LONDON — She’s only been prime minister for a day, but already Liz Truss is being put on the spot about her plan to ease Britain’s energy crisis.
The new U.K. leader faced her first House of Commons grilling in the job Wednesday, and was repeatedly pressed over who will pick up the tab for a planned multibillion-pound bailout to help consumers and businesses cope with the soaring cost of energy.
The exchange with Labour leader Keir Starmer came after Truss’ newly appointed chancellor, Kwasi Kwarteng, confirmed that the government’s intervention will call for higher borrowing. That is at odds with a tax on energy company profits that the opposition party is pitching.
Starmer, who backs a further tax raid on the profits of oil and gas firms, warned Truss she faces a political choice over “who is going to pay” for a freeze in energy bills.
“The money has got to come from somewhere,” Starmer said. “She knows that every single pound in excess profits she chooses not to tax is an extra pound of borrowing that working people will be forced to pay back for decades to come.”
But Truss shot back: “I am against a windfall tax. I believe it is the wrong thing to be putting companies off investing in the United Kingdom just as we need to be growing the economy.” The full energy plans will be detailed in the House of Commons Thursday, Truss confirmed.
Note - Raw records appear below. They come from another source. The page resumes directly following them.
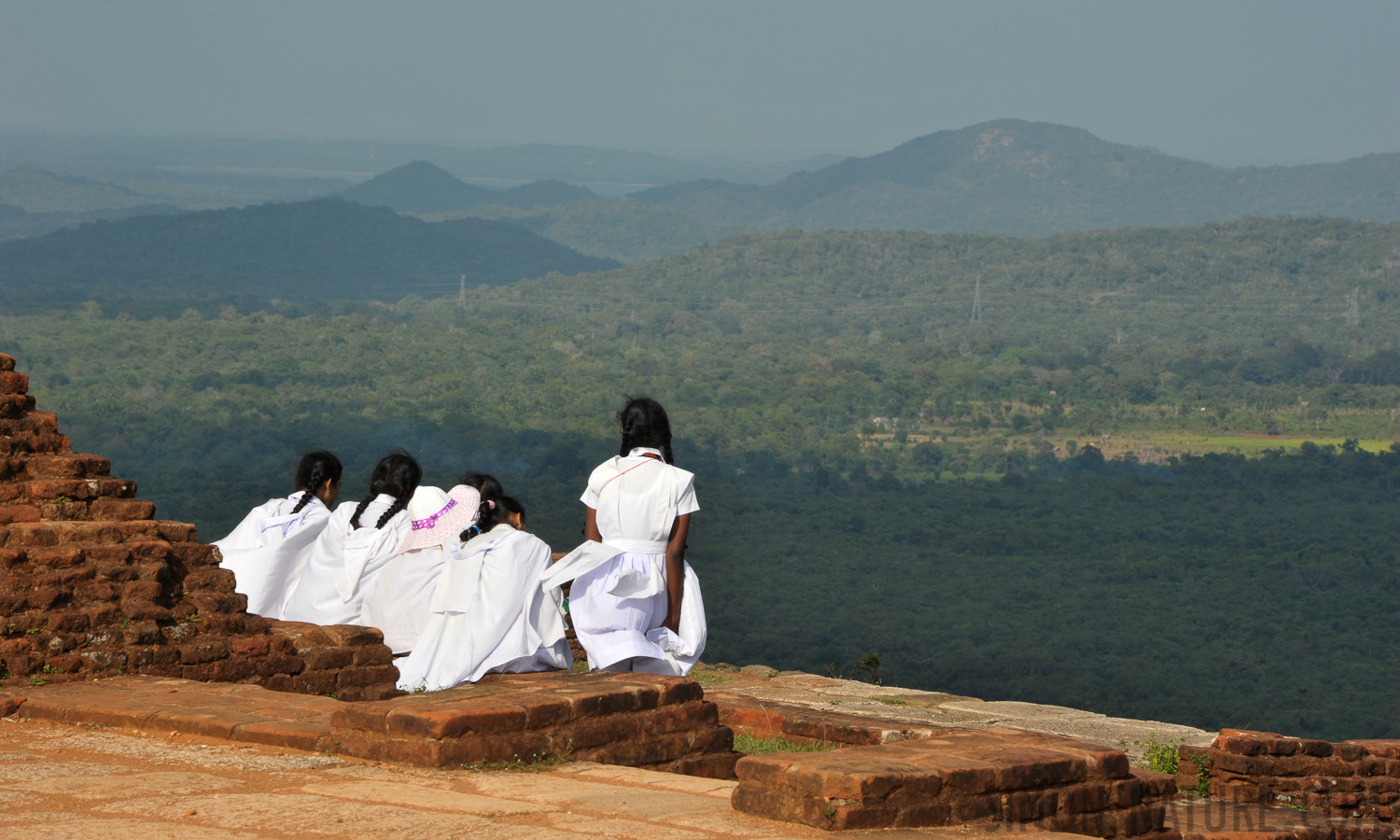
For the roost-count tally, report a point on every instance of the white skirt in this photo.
(618, 627)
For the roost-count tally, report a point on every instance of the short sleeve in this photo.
(688, 504)
(595, 484)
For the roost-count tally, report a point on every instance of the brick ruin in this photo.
(1355, 778)
(92, 585)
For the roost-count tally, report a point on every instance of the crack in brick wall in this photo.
(92, 585)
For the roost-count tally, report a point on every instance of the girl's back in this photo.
(343, 562)
(638, 497)
(268, 551)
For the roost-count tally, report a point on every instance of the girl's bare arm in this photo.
(675, 570)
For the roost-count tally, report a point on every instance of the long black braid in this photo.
(492, 512)
(644, 423)
(397, 475)
(483, 483)
(315, 469)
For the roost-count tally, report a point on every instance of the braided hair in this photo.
(644, 425)
(483, 483)
(315, 469)
(397, 475)
(492, 512)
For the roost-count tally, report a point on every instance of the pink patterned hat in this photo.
(440, 517)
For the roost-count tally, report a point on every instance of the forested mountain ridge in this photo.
(1028, 178)
(422, 188)
(302, 251)
(419, 188)
(843, 399)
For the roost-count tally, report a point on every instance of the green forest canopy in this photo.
(776, 355)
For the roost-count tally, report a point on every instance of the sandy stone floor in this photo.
(934, 708)
(61, 781)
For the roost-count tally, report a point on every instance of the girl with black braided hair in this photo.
(356, 545)
(636, 602)
(269, 548)
(489, 613)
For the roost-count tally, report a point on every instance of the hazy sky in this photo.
(1273, 81)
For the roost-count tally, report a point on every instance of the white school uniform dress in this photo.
(343, 563)
(399, 598)
(619, 595)
(268, 549)
(489, 615)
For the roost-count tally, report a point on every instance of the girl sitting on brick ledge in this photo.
(271, 546)
(355, 546)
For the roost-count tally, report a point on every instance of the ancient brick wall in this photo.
(1350, 778)
(92, 585)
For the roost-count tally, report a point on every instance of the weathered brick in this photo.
(257, 646)
(367, 677)
(21, 665)
(147, 591)
(44, 598)
(13, 383)
(352, 635)
(210, 580)
(319, 682)
(67, 467)
(216, 602)
(328, 658)
(146, 612)
(192, 553)
(19, 512)
(64, 663)
(203, 651)
(375, 654)
(67, 622)
(274, 664)
(120, 509)
(178, 532)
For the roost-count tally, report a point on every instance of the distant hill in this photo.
(39, 190)
(613, 229)
(16, 221)
(543, 193)
(1022, 178)
(576, 164)
(307, 251)
(420, 188)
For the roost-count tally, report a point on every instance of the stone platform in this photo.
(92, 585)
(804, 708)
(61, 781)
(618, 719)
(1024, 780)
(1354, 778)
(1212, 819)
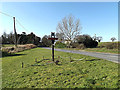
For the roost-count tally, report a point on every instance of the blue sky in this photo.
(100, 18)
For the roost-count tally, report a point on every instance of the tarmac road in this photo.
(107, 56)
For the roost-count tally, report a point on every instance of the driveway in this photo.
(107, 56)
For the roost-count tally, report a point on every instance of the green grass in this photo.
(7, 45)
(102, 50)
(88, 73)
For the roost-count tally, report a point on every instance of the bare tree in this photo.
(69, 27)
(113, 39)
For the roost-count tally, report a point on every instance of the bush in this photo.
(75, 45)
(81, 46)
(60, 45)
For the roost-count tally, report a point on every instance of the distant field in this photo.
(87, 73)
(104, 50)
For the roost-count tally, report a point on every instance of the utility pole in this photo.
(15, 33)
(53, 40)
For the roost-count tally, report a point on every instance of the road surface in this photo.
(107, 56)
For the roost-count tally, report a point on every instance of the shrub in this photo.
(60, 45)
(75, 45)
(81, 46)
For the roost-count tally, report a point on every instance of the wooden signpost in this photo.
(53, 40)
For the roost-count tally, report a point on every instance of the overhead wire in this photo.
(6, 14)
(16, 20)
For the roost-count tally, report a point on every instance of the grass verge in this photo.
(87, 73)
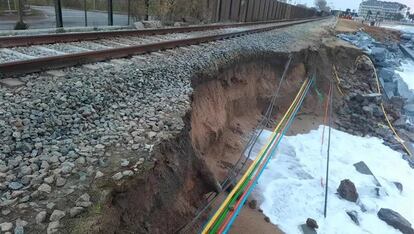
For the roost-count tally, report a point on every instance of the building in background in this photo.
(379, 10)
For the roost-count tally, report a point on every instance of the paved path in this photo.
(71, 18)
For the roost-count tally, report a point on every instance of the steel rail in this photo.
(60, 61)
(27, 40)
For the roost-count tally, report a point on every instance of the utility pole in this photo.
(20, 6)
(129, 12)
(86, 13)
(58, 13)
(110, 13)
(146, 10)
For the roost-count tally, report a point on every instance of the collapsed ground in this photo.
(116, 147)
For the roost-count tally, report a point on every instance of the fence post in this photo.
(110, 13)
(58, 14)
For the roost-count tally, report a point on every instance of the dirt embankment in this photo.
(226, 108)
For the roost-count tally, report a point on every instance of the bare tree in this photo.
(322, 5)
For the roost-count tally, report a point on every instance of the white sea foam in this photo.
(292, 191)
(407, 73)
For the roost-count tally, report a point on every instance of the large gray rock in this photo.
(395, 220)
(354, 216)
(379, 54)
(403, 90)
(57, 215)
(347, 191)
(386, 74)
(406, 36)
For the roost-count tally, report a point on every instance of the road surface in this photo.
(71, 18)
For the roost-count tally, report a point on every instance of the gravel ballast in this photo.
(101, 121)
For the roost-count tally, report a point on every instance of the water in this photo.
(403, 28)
(407, 73)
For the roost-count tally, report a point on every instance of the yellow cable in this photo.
(338, 81)
(399, 139)
(252, 166)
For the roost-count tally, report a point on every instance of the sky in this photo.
(352, 4)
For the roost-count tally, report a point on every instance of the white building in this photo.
(382, 9)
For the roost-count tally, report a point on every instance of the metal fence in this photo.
(257, 10)
(76, 13)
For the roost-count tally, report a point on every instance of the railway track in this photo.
(65, 53)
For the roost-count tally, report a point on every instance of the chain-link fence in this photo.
(78, 13)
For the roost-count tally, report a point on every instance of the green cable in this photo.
(236, 195)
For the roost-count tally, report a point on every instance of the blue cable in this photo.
(236, 213)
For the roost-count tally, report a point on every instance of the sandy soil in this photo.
(380, 34)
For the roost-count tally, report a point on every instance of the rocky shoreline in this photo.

Kwarteng’s Treasury said Wednesday that its energy intervention would lead to “necessary higher borrowing in the short-term whilst ensuring monetary stability and fiscal discipline over the medium term.”
Starmer also challenged Truss over her flagship campaign pledge not to increase corporation tax as had been planned by her predecessors, accusing the new prime minister of “choosing to hand the water companies polluting our beaches a tax cut,” a reference to a simmering row over the disposal of sewage on Britain’s shores.
In a bid to address longer-term challenges with energy supply, which have been sharply exacerbated by the war in Ukraine, Truss vowed to open up more supply in the North Sea and build more nuclear power stations. And she warned that putting up corporation tax to the same level as France would put off investors.
The new prime minister also called for a resolution in the long-running post-Brexit row with Brussels over the Northern Ireland protocol.
“My preference is for a negotiated solution,” she said, but warned this would “have to deliver all of the things we set out in the Northern Ireland Protocol Bill,” controversial British legislation to sideline parts of the protocol, which the EU argues is in violation of the Brexit deal.
Flanked by her new Cabinet, who met earlier on Wednesday, Truss was welcomed by MPs from across the House, including former Prime Minister Theresa May who hailed the appointment of the third female British leader.